What I directly experienced in my journey of development and embodiment is that through doing enough practices, enough times, the feeling of being uncomfortable itself starts to become more comfortable. First, a cognitive understanding starts to develop that I am changing and developing through these practices (“Engaging with this practice my coach designed to be just the right amount of uncomfortable is paying off. I should stick with it!”). This cognitive understanding, when reinforced through different practices over the course of a full coaching program, became an embodied understanding. I came to know it in the marrow of my bones; it can become a habit to not tune out from uncomfortable moments. Applied broadly and frequently enough across a life, the results of this habit are transformative – for me, and for you. As the poet, healer, and teacher Kim Rosen once said, “When you welcome what you've been running from, your life is no longer shaped by trying to avoid it.” 

Photo credit: Western Arctic National Parklands

 

Are you interested in developing a taste of this resilience for yourself? Here is a practice that you are welcome to try. It is similar to one I would design for my clients who are focusing on advancing their capacities to attend to and accept each moment as it arises. Remember, the idea is to have it be just outside of your comfort zone enough that it’s a stretch for you, but not daunting or destabilizing. Feel free to experiment with frequency and duration as you try to find that sweet spot.

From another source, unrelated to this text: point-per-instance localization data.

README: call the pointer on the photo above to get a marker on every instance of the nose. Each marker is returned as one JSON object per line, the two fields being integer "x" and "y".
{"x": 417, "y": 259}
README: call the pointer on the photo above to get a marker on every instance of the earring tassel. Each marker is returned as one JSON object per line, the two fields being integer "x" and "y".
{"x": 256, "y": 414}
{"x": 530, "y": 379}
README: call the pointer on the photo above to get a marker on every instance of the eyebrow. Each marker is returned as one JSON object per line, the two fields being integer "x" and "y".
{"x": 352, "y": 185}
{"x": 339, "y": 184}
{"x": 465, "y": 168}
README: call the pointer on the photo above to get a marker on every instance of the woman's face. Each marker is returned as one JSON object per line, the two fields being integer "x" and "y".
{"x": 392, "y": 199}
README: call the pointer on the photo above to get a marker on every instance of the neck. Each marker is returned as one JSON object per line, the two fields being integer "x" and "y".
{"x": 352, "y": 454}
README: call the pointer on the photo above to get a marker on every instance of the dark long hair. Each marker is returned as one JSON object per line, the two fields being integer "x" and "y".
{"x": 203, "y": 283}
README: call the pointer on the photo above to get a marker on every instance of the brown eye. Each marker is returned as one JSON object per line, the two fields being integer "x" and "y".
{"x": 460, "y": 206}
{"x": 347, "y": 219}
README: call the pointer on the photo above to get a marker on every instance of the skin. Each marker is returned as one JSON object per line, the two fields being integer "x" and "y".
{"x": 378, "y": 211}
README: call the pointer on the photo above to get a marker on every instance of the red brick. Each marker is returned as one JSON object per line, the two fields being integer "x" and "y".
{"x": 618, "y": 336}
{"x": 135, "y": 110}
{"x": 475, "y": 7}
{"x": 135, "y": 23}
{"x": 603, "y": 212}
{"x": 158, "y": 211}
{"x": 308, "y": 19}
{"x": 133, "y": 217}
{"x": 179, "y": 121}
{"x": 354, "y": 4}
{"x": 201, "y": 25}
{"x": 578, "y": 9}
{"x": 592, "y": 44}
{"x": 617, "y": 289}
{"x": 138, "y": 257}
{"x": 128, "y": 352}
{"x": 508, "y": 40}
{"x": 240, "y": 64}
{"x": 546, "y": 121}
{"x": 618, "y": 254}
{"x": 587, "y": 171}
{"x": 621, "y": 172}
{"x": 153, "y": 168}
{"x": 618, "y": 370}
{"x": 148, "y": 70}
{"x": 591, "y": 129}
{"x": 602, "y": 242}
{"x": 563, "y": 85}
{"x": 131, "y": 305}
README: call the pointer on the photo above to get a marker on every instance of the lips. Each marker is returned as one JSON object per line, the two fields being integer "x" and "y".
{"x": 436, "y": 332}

  • Find a quiet place where you can sit alone with no distractions. You can either sit in a chair or your usual meditation posture if you already have a practice. For 5 minutes, just sit, doing your best to pay attention to each moment. You don’t have to try to think or feel anything in particular. Just give yourself that time to think what you happen to be thinking and feel what you happen to be feeling. Notice and accept whatever comes up.
  • As you do this, see if you can name what you’re feeling as it arises. Maybe you’re angry for the first few minutes; highly anxious about what will happen for the next few minutes; and then, for the last minute of practice, you start to feel amusement in response to your rapid changes in mood.
  • When you notice that your attention has drifted from noticing, accepting, and naming the present moment, it’s no problem. Simply notice and accept that the drift has occurred before bringing your attention back to each moment.
  • Once this practice feels more natural after a period of consistent daily engagement (perhaps two weeks or so) see if you can also identify and name where in your body you feel what you’re feeling as you name it. Is that anger felt in a tightening of your jaw? The anxiety as a sinking in your belly? The amusement as a lightness around your eyes?

With each moment spent in practice, you build your capacity to see that moment clearly and accept it for what it is. Through the joyous moments and the uncomfortable ones, you have started building resilience – the ability to be present in each moment as it arises with wellness, spaciousness, and awakeness.